By the time a company reaches the ERP contract negotiations stage, its management committee will have already spent months analyzing its business requirements and managing an ERP selection project.
These phases can be grinding. They consumes key IT, operational and administrative personnel. It’s a distraction from the day-to-day business. Usually, by the time the company has narrowed the field to the top two or three contestants, frustration has set in. Management just wants to choose the system and move on to the implementation project.
Management, though, should resist its urge to rush ERP contract negotiations. The total cost of an ERP system – and its ultimate net value – depends heavily on bargaining efforts. Discounts are there to be had. They just have to be found. ERP contract concessions can add up to six even seven-figure savings. And, with the prevalence of cloud-based subscription services agreements and cyber security incidents, companies need to think long and hard about terms and conditions relating to data privacy and security, system performance, and their remedies should things go sideways.
Below are three key tactics to help you extract the most value from your ERP contract negotiations, including timing negotiations, managing vendor expectations, and getting the deal done. Read our post Four Steps to Building A Winning SaaS Contract Negotiations Strategy for tips on how to understand the ERP contracts and build a strong bargaining position.

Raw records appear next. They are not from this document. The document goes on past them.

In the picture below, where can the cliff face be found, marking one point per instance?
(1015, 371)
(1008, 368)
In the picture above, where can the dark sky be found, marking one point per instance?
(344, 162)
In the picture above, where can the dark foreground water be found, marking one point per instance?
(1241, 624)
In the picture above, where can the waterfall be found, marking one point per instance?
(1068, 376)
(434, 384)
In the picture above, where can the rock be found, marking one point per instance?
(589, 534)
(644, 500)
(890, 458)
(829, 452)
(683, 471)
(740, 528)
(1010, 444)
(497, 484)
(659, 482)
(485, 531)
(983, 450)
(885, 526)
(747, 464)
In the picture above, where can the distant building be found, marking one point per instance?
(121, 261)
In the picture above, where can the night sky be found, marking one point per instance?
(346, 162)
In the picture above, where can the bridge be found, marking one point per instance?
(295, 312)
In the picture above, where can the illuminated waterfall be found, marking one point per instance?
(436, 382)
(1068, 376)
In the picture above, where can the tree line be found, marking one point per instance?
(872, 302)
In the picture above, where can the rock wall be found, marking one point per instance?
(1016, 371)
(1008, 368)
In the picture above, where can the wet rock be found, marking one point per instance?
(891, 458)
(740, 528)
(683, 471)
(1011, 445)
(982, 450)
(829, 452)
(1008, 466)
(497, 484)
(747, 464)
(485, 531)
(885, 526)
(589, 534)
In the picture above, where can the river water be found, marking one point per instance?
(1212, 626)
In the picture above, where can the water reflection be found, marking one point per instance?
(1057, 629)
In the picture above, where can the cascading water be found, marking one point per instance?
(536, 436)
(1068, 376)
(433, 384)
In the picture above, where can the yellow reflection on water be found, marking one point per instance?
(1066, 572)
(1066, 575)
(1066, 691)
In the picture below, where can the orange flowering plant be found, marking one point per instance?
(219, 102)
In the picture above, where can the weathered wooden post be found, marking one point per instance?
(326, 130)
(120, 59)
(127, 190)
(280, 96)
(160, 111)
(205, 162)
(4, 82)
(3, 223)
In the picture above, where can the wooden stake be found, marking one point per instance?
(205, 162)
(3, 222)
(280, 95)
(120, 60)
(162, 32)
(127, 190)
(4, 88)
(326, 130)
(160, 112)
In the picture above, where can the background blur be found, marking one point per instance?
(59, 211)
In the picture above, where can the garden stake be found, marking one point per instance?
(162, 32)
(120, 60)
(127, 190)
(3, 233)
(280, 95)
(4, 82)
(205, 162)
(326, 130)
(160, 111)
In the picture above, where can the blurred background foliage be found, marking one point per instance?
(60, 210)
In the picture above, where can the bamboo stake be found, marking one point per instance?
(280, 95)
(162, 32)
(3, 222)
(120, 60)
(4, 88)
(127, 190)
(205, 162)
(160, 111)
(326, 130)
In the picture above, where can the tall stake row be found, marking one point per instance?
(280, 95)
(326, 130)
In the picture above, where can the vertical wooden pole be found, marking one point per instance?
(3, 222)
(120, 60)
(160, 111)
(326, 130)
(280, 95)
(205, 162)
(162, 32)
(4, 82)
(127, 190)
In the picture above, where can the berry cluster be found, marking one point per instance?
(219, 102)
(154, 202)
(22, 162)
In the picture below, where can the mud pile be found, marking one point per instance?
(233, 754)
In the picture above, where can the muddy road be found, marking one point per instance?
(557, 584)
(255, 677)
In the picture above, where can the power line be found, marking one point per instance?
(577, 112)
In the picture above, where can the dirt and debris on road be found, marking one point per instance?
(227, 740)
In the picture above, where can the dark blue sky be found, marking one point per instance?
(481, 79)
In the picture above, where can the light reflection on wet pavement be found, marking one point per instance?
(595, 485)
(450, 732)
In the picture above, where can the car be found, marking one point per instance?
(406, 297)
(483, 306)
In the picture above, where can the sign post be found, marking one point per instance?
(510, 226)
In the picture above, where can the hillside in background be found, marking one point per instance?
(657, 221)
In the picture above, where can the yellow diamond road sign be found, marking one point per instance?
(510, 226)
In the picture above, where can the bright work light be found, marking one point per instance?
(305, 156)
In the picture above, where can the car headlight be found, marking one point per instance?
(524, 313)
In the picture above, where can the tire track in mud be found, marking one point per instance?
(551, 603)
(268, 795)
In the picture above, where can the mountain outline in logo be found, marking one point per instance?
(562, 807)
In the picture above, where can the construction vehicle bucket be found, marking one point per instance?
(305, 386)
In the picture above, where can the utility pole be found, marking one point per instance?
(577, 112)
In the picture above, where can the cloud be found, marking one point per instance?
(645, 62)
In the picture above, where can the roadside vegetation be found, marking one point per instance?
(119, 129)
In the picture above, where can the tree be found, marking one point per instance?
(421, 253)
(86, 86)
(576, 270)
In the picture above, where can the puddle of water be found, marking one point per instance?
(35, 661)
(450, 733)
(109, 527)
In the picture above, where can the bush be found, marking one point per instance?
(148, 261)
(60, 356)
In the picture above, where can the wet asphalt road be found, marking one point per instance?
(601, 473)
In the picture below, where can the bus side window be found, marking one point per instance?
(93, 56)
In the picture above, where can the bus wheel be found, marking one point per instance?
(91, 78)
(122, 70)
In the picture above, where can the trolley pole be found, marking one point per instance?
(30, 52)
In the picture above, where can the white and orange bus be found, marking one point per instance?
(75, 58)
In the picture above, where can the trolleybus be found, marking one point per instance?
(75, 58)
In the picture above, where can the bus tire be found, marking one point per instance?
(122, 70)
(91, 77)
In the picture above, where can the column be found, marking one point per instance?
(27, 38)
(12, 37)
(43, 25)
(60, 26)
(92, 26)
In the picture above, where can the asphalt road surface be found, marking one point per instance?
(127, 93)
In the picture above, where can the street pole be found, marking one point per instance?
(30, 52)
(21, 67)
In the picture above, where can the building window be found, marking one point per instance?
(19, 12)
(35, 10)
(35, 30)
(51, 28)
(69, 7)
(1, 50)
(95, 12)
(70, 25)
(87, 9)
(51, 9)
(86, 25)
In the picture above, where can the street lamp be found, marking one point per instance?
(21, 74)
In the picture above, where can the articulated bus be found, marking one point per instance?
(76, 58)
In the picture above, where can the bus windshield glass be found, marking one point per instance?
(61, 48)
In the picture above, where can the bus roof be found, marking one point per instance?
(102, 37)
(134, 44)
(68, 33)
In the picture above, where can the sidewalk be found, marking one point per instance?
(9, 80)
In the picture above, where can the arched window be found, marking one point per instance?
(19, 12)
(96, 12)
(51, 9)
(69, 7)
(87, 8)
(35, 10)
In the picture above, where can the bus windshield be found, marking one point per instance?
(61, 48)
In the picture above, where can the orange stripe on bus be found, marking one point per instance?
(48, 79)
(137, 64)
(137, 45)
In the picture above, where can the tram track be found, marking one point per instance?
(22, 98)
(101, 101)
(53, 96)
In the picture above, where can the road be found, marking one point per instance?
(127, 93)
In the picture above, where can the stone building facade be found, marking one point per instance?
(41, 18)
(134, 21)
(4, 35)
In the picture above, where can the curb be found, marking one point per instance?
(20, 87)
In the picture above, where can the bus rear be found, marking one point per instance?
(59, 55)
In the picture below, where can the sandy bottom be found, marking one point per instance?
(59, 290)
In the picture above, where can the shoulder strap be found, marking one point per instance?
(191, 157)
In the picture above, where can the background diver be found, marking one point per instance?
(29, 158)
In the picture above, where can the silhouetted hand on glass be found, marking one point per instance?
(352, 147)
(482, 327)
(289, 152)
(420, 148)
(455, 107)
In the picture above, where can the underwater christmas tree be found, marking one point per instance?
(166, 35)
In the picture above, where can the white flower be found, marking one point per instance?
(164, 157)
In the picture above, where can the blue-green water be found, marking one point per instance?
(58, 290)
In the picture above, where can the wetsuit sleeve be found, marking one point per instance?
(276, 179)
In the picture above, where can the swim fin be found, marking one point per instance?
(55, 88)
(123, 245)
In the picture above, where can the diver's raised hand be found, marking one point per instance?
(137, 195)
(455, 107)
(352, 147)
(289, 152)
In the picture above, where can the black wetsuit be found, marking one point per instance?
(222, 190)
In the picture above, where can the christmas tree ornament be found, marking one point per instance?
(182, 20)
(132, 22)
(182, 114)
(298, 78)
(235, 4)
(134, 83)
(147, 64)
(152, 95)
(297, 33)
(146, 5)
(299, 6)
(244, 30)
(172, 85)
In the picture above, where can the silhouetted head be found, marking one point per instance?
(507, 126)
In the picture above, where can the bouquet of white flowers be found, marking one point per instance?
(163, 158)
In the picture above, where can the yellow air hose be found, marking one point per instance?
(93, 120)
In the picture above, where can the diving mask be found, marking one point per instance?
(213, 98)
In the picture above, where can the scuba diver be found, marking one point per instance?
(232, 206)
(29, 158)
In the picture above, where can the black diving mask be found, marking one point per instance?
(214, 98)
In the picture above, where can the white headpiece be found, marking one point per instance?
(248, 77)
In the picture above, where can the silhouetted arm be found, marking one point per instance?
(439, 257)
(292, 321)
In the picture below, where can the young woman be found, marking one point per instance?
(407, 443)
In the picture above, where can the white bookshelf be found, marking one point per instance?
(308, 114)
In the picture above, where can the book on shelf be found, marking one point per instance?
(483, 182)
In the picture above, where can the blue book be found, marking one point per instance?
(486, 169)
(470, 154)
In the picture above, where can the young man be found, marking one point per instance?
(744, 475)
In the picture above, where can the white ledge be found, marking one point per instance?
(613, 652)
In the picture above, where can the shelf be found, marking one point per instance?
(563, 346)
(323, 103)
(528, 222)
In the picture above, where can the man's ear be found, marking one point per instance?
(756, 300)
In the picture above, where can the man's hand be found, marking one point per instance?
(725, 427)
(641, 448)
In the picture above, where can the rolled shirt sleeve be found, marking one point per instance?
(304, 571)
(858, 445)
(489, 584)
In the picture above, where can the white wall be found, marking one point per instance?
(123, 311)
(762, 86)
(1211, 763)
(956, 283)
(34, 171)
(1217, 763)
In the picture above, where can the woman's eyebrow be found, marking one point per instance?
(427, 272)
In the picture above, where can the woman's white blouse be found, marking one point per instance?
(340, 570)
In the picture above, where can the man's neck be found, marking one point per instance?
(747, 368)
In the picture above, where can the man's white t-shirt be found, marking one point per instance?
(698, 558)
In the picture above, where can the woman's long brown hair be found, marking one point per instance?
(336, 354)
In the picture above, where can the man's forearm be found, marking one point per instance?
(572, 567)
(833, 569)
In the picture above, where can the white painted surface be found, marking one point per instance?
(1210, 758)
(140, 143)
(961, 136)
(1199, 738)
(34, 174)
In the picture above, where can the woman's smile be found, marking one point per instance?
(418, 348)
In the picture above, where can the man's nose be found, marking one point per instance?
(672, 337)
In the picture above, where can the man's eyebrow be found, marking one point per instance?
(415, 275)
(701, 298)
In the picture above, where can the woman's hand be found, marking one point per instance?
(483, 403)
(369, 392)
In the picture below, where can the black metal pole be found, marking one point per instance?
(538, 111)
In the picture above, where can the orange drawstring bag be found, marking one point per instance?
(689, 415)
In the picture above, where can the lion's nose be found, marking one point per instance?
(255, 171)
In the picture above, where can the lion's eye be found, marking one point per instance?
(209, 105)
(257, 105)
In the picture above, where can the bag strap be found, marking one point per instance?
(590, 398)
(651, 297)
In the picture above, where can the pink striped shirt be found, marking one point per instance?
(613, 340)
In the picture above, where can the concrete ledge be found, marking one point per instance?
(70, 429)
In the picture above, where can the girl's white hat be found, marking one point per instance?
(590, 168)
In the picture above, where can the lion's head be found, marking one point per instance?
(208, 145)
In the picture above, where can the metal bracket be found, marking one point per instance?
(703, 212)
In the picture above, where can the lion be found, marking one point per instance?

The Setup: ERP Contract Negotiation Timing
Timing is critical. If a buyer is lucky enough to time its ERP investment with a trough in the ERP sales market, it’ll have an easier time extracting concessions. Buyers that acquire ERP during a boom period will have to work a little harder to make time work in their favor.
Opportune negotiating windows typically open up near the close of a vendor’s reporting period. Here’s why: a vendor includes a buyer’s project in particular quarterly and annual sales projections and has market pressure to make those targets. The vendor then pushes those targets onto its management and sales reps. Sales organization compensation – which is often heavily commission-based – is typically based on meeting those targets.
The key for the buyer, therefore, is to time the negotiations for the end of the reporting period. By pressuring the sales rep’s commissions, the buyer can create urgency, which can translate into favorable concessions.
Managing Vendor Sales Expectations
The buyer should actively manage the vendor’s sales expectations. Vendors use sales expectations – or Total Account Value (TAV) in vendor parlance – to set proposed pricing and sales rep commission levels. As an oversimplified rule-of-thumb: the higher the TAV, the more expensive the system.
The buyer should take it upon itself to make sure that ERP vendors assign low (but reasonable) TAVs. How? By managing the information it divulges. For one, the buyer should seldom disclose its project budget. However, since vendors know that most prospects won’t divulge budget information, they have developed proxy measures based on company size. Most commonly, ERP vendors generate TAVs based on a prospective buyer’s annual revenues and employee count. If your company is privately held, I would recommend keeping this information close to your vest. If there are compelling reasons to divulge this information, I recommend using broad ranges.
Be warned that vendors acquire TAV information from third-party research companies (among others). Here’s how these arrangements work. The research companies offer “free” ERP research to prospective buyers. The buyer fills out a contact form and gets access to the research. The research company then turns around and sells the information contained in your contact form to ERP vendors. And, as you’ve probably guessed, the information sought on the contact forms typically includes questions about company size and project timing – the key inputs for sales projections and TAV.
Getting The ERP Contract Done
If the buyer has timed the negotiations and managed its information, it has done its positioning work. The toughest part – contract negotiations – remains. One reason why getting a good deal is so difficult is because almost all ERP vendors keep their list prices a secret. This makes it almost impossible for buyers to gauge whether or not the vendor’s offer is fair value. Another reason has to do with the complexity of the various contracts that the vendors want the buyer to execute.
Oftentimes, the easiest way to cut through all of this complexity is to hire an experienced ERP negotiator. A good negotiator is one who can extract good dollar value while protecting the buyer’s rights and interests. In an ideal scenario, your negotiator should:
- be independent and impartial
- have good relationships with vendors
- have strong negotiating expertise
- have deep subject-matter expertise
- be a lawyer
Having said that, many companies will still decide to negotiate on their own. For these companies, I recommend that they do their due diligence before sitting down at the bargaining table. This means understanding the terms of the contract and researching best-practices. Talking to peers and participating in online communities are good places to start.
Once the negotiations have concluded, the buyer is ready to move onto the main project: implementation.